Le S médian était alors de rigueur dans beaucoup de mots, on ne parlait pas de chapeau, encore moins d’accent circonflexe… C’était le temps où on pouvait marcher sur la teste, s’échiner à la tasche et faire des bestises, pour autant qu’on assiste aux vespres… Bref ! pas facile de se démarquer en arborant un couvre-chef original, puisqu’il n’y en avait point…

Vers la fin du 17ème siècle, le S médian disparait au profit d’un i surmonté d’un gros pâté dont on ne saurait dire s’il s’agit d’un accent circonflexe ou d’un point bien appuyé, comme dans l’exemple ci-dessous, extrait d’un acte en vue de la mise en place d’une rente au profit du Sieur Pierre Hugon sur Jean MAITRE et son épouse Jeanne DUMOND le 25/10/1716 (source : Brainans Notre Histoire – actes anciens)

Et c’est là que l’affaire du chapeau prend sa source, là qu’un chapeau, jamais vu auparavant fait son apparition, comme par un tour de prestidigitation… De la colombe au chapeau, du chapeau à la colombe, il y a peu…

En moins de 100 ans, de MAISTRE, on passe ainsi à MAITRE, puis après quelques balbutiements, à MAÎTRE… La mode du chapeau, porté en accent circonflexe, semble s’imposer… Au 19ème et 20ème siècle, si l’on en croit les signatures de nos ascendants qui manifestement savaient écrire, force est de constater que le chapeau est plus souvent présent qu’absent (ci-dessous : à gauche, signature de Philippe sur l’acte de naissance de son fils Félix en 1814, et à droite, signature de Marc sur l’acte de naissance de sa fille Marie Philomène en 1838).

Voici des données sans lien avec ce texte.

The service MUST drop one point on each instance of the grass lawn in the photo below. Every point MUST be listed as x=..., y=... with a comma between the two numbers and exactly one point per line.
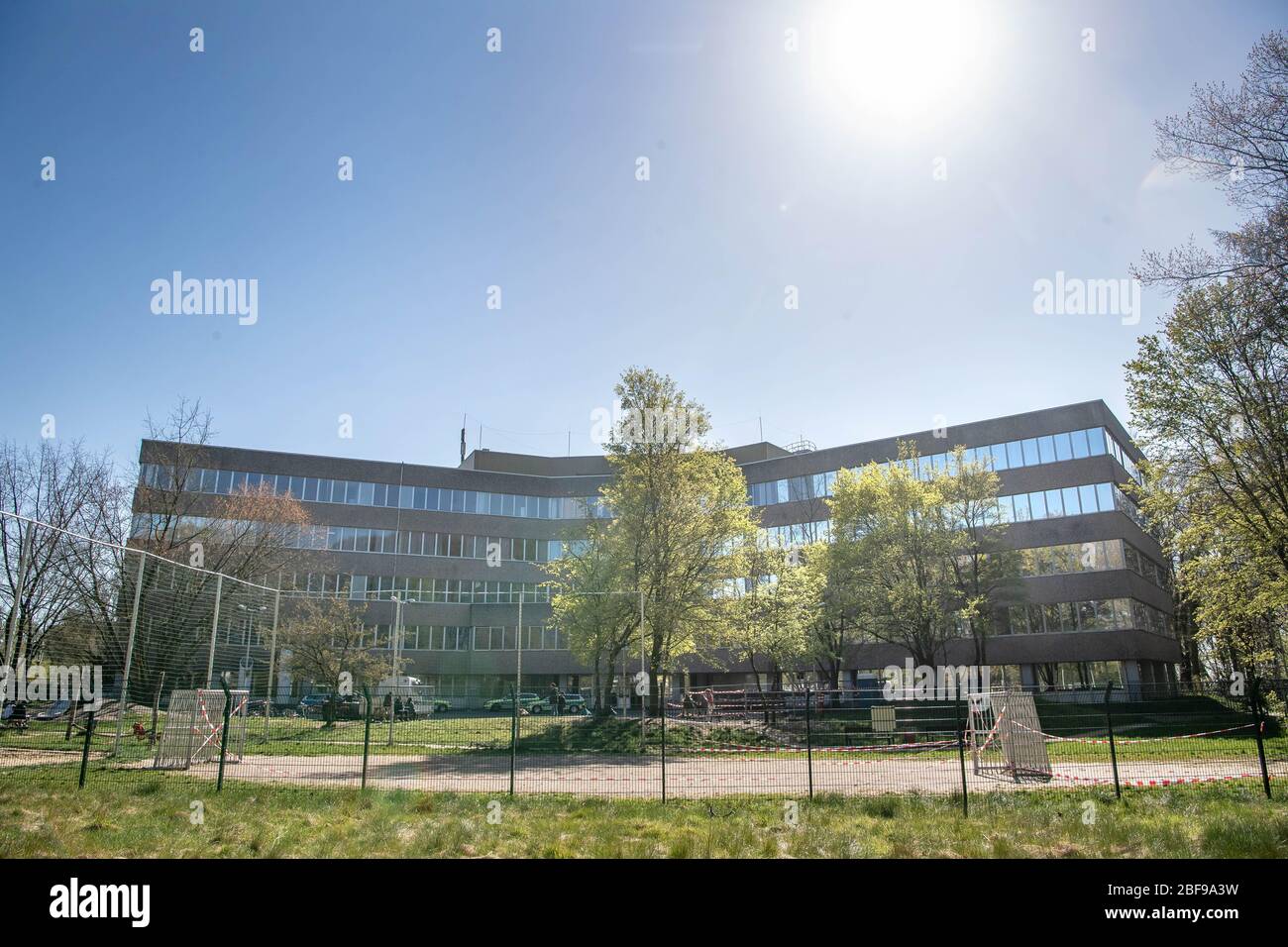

Puis, ci-dessous à gauche, la signature de Félix sur l’acte de naissance de son fils Aldegrin en 1849, et à droite l’inscription de Jean Marie Aldegrin MAÎTRE sur le registre matricule militaire en 1869 (là, aucun doute n’est permis, notre arrière-grand-père porte le chapeau haut et fier !).

Il en est de même lors de l’inscription de son fils Jules Félix Camille sur le registre matricule militaire en 1907

Par la suite, le phénomène se confirme : on veut nous faire porter le chapeau (2) ? eh bien soit, nous le porterons avec dignité, à l’instar de notre grand-père, Raymond MAÎTRE, Professeur de Lettres à Besançon, qui mettait bien l’accent sur son patronyme quand il s’agissait d’identifier ses manuels d’enseignement dans les années 1950

Aucune raison qu’il en fût autrement, puisque lors de son mariage, en 1928, personne, pas même l’officier d’état-civil, ne semble avoir discuté une virgule ou un accent circonflexe des termes du contrat :

et lui-même signe :

En bon héritier, notre père, Bernard, portait encore le chapeau dans son acte de naissance. Et encore tout minot, il traçait un i droit et bien accentué pour indiquer son nom sur sa fiche de renseignements des scouts de France. A croire qu’il avait bien retenu la leçon : un MAÎTRE ne sort jamais sans son chapeau !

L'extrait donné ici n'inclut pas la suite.